# very sick fire-bellied toad ...please help!



## Baltimore Bryan

i couldn't decide if this should go here, or in the "other amphibians" section, so feel free to move it if it is in the wrong place. 
i offered to take care of my neighbors fbt while they went on vacation. i got him today, and he is very sick. the said he hasn't been eating in the past 2 days, and wouldn't move unless you tried to touch him. he stays crouched under the rock with his head down and doesnt move even when i mist him. his eyes are open somtimes though. i shined the flashlight at him and... he has blood on his head, and the rest of his face is a pale blue/ gray color, not the bright green light the rest of his body. is it some type of fungus or bacterial infection? any help would be greatly appreciated. thanks


----------



## Dane

Since no one is responding, I'll throw in my uneducated guess. Looks like some serious head trauma. Was the frog really excitable recently? Possibly jumping around the enclosure and/or banging into the glass? I can't get a great look at the tank itself, but it looks pretty inappropriate for housing a semi-aquatic amphibian. As for treatment, you can try a topical cream like silver sulfadiazine, and possibly a Pedialyte soak. I would try to get ahold of a vet soon, that frog looks like it won't last long.


----------



## Baltimore Bryan

well i can't really say if he had any sort of trauma because he isn't mine, he's my neighbor's. i realize it isn't the best tank for him and i intend to let the owners know some tips to make him happier, but i made sure the tank is nice and most and he has a full water bowl until they get back. i don't actually think it is a injury to the head (althoguh it does look like it in the pics) because he actually doesn't have that much blood on his head, the pics just look like he does. his face/ head is a grayish color, not even close to the color of the rest of him. i really think there is some sort of infection or fungus thing where it is eating or damaging the skin on his head, and some blood came out when the got through his skin. i really don't know though because this has never happened to me though. thanks for the response though. any more advice is greatly appreciated. thanks


----------



## Baltimore Bryan

alright he moves from one side of the tank to the other occasionally... then i checked a few hours later and i thought he was dead. he wouldn't move when i touched him or misted him. i put him in a small container on a damp paper towel and then he lifted his head up. he is alive still, but doesn't move much at all. and is getting very skinny and his legs ae getting more and more streched out and droopy like he is almost completely out of energy. i got some pedialite but i don't know how to soak him in it. (assuming i should). should i put some in a shallow container and put him in the pedialite, or make a weak mixtre of pedialite with water... if i should mix water in, how much water and pedialte should i use? how long should i soak him? i will refrigerate some 2 week old crickets so he can eat them if the pedialite gives him enough energhy. what else should i do? i really need help. thanks


----------



## Baltimore Bryan

well i tried a pedialite soak and he hated it... he flipped out of the container, but at least was more active. i put in some refreigerated ff, but he didm't pay any attention to them. he also didn't go after the mealworm i tried. today most of the blood has cleared away, but he still doesn't move much. i'm not trying to be impatient, but he is getting very skinny and this is an emergency! i need some help to get him to eat. please help! thanks


----------



## vet_boy77

Looks like you have a pretty grim situation.

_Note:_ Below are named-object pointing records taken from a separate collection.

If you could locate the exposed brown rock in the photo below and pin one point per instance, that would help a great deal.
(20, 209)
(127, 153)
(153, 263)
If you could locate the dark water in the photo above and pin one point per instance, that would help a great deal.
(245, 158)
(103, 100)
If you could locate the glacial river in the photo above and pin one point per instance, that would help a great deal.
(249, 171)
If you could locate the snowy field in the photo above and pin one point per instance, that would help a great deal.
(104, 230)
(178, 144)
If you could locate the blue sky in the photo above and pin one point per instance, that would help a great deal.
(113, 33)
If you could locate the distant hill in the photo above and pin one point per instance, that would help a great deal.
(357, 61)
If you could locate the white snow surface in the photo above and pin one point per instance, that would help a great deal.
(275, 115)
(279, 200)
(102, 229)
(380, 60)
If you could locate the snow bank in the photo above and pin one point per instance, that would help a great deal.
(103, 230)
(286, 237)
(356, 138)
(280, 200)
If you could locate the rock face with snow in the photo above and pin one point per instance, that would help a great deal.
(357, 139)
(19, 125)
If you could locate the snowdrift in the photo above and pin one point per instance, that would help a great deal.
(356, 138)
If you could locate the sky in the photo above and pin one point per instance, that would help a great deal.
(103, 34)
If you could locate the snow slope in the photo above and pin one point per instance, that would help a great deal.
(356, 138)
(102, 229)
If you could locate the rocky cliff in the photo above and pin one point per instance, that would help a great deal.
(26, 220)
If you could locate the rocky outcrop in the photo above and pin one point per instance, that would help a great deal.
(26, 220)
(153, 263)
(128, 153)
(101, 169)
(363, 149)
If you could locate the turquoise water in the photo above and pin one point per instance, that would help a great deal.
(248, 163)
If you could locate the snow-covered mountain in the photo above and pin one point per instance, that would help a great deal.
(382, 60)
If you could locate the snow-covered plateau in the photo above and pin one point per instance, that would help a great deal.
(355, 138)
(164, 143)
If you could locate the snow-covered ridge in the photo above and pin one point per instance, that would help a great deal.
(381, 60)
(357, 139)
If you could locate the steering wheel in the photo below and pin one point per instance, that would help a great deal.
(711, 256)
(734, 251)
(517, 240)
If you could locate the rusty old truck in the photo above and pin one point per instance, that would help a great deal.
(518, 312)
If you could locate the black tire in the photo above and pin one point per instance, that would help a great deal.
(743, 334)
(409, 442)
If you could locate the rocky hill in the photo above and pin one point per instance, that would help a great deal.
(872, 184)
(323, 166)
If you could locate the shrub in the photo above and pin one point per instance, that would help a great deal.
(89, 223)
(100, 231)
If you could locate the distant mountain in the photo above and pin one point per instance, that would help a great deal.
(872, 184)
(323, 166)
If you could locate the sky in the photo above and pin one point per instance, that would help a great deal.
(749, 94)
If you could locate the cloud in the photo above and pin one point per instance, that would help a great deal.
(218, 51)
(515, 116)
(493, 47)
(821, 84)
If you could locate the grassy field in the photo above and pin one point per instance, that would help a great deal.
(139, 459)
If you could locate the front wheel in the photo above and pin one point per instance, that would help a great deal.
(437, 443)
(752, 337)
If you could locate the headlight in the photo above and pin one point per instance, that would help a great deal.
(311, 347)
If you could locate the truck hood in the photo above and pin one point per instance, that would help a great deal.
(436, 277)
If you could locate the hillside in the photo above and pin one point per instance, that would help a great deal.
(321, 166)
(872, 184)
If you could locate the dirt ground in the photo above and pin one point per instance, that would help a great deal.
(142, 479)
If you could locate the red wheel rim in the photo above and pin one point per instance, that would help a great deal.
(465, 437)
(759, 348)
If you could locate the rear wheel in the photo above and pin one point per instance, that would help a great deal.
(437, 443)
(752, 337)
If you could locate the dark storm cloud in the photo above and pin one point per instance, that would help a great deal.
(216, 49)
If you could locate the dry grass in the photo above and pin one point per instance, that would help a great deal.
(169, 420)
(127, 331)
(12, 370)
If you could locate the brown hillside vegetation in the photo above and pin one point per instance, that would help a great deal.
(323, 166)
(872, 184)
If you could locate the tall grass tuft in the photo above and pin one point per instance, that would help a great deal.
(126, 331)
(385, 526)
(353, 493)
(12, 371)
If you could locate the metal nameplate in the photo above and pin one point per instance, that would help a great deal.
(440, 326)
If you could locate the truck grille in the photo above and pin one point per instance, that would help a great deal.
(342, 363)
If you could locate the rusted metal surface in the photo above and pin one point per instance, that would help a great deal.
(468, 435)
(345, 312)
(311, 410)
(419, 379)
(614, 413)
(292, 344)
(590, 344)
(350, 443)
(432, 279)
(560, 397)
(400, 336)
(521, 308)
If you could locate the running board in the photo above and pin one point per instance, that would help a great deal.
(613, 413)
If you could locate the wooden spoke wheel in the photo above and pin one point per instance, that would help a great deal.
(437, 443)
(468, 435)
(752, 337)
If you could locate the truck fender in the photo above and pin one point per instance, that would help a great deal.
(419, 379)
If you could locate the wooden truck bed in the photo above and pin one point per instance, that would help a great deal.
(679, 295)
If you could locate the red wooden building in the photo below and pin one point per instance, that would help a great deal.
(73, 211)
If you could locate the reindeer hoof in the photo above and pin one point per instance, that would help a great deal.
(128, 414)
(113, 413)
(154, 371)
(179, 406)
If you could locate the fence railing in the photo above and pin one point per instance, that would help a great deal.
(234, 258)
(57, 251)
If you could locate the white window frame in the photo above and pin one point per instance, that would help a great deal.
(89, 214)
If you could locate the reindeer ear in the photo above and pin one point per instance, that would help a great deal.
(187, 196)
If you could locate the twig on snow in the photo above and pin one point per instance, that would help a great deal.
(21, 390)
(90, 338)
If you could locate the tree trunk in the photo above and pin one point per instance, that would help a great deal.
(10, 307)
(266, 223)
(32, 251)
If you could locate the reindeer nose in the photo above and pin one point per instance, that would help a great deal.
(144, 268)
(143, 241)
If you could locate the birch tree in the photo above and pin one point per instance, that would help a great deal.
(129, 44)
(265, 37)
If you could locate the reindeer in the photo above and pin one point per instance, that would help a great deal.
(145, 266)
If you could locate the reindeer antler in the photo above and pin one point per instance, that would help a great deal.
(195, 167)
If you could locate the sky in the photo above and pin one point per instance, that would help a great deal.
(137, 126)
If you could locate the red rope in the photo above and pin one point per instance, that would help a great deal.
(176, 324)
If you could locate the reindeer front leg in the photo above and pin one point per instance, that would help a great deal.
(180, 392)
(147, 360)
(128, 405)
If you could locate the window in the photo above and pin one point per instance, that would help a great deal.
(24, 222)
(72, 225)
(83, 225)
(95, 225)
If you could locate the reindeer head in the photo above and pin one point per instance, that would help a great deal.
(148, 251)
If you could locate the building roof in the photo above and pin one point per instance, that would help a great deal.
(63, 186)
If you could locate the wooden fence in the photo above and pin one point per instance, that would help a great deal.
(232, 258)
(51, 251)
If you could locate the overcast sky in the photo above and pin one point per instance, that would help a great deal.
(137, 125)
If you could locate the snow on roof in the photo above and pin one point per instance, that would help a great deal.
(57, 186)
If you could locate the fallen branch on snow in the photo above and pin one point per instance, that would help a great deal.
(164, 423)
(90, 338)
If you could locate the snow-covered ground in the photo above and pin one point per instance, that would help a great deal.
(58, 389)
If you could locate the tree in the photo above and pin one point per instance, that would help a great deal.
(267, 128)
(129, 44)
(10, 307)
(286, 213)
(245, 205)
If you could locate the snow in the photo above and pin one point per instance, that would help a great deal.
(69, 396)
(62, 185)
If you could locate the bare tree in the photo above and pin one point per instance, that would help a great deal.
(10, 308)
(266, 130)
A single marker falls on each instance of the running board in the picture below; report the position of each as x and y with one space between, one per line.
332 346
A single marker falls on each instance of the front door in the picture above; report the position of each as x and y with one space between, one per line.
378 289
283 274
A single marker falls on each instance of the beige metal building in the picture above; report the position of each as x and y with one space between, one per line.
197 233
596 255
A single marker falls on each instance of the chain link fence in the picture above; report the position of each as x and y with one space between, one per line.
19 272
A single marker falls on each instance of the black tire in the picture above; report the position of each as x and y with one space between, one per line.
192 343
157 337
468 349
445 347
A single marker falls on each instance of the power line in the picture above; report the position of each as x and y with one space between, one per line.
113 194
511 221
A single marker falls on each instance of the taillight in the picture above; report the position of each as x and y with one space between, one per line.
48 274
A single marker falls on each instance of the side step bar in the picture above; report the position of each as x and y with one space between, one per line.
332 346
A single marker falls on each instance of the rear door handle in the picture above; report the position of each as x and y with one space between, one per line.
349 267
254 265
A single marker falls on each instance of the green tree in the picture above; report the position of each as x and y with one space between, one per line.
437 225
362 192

Step one- keep him alive. This will be the hardest part. The soak is an ok start. Of course with the flipping out- he's spending the little energy he has left. Make sure you get him to an ideal environmental temperature (I'm unsure what a FBT preferrs but I'm guessing low to mid 70s). You can start wityh a more dilute soak of pedialyte, or some LRS (Lactated Ringers solution)

Step 2- the skin- off hand it looks like a pretty nasty infection. Trauma is possible initiatiator, and so is poor husbandry. Could be fungal or bacterial. Silver sulfadiazine cream is an ok guess as it's safe and easy to apply. Get him to a vet if you want to make an honest effort.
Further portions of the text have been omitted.